In the conflict-ridden regions of Sulu, Samar, Surigao del Sur, Quezon, North Cotabato and Maguindanao, more than 10,000 families who were displaced because of escalating hostilities between government forces and nonstate actors were given emergency relief and psychosocial support services (like art therapy); 3,000 pupils received school packs; and around 60,000 internally displaced persons, including children, were provided with medicines and water purifiers.

The provision of these services were facilitated through NGO partners involved in community organizing in rural, remote and hard-to-reach areas. A sustained community-organizing strategy helps empower disadvantaged families and build community resilience and capacity to cope with emergency situations.

The Philippines recently agreed to join the monitoring and reporting mechanism initiative following the UN Security Council Resolution No. 1612 that asks for the establishment of mechanism on six grave violations of children’s rights in situations of armed conflict in countries where recruitment of children is still being reported.

With support from Unicef, the Sub-Committee on Children Affected by Armed Conflict and Displacement of the Council for the Welfare of Children has pushed for the establishment of the monitoring and reporting mechanism on children involved in armed conflict.

The official report incorporated official data from the Philippine Commission on Human Rights, as well as the report of Melo Commission (created under Administrative Order No. 157 on August 21, 2006), which investigated extrajudicial killings of media men and social activists do not indicate cases involving children and minors.

However, it also incorporated reports from the multisectoral alliance Karapatan (the Filipino word for “rights”) that showed that out of 185 cases of extrajudicial killings from January to November 2006, 17 were minors, students and youth.

That there had been children and minors involved in extrajudicial killings had also been corroborated by Amnesty International and the Asian Human Rights Commission, as well as the Philip Alston report on extrajudicial killings in the Philippines.

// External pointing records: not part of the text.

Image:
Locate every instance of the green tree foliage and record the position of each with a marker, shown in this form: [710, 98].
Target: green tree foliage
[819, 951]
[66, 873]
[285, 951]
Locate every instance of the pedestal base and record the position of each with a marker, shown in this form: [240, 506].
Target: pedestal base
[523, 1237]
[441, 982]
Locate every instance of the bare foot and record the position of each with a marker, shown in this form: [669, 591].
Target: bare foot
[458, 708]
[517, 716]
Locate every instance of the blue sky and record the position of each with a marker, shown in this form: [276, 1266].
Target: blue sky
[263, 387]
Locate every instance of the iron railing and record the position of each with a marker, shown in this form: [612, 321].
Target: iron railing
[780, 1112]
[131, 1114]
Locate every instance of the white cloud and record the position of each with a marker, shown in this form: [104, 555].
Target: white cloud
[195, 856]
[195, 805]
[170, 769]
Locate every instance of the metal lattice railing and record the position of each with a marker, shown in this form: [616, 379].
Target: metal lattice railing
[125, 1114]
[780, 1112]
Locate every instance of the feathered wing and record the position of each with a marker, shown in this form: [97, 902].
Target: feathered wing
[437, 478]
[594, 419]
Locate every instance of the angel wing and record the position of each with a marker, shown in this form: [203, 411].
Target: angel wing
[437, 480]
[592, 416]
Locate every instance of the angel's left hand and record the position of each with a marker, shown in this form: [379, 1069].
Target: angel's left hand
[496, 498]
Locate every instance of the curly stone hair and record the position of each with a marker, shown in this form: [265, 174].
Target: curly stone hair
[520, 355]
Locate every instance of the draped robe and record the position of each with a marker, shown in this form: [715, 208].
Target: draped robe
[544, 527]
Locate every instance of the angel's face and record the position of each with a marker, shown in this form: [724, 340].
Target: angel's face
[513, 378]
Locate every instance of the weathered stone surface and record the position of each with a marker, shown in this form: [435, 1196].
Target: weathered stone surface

The report indicated, however, that figures on extrajudicial killings in the country are borne out not only by NGO reports, but also by the reports of the Commission on Human Rights, Melo Commission and the Special Rapporteur of the UN Human Rights Council on extrajudicial, summary or arbitrary executions, Professor Alston. Yet, the official report also said, “While the figures are varied, they indicate a very serious threat to the right to life, survival and development [of children, among others].”

It suggested that the Commission on Human Rights, through its Child Rights Center, must now take extra efforts to do continuing surveillance, monitoring, reporting, investigation, and prosecution of cases involving children and minors.

As an independent human rights institution, the commission is expected to take the lead in bringing the perpetrators to justice and should stand ready under any and all circumstances to promote and protect the right to life, survival and development, particularly of children.

The commission’s ability to network with NGOs and grassroots organizations should be maximized to monitor violations of children’s rights in remote and hard-to-reach villages and conflict-affected communities.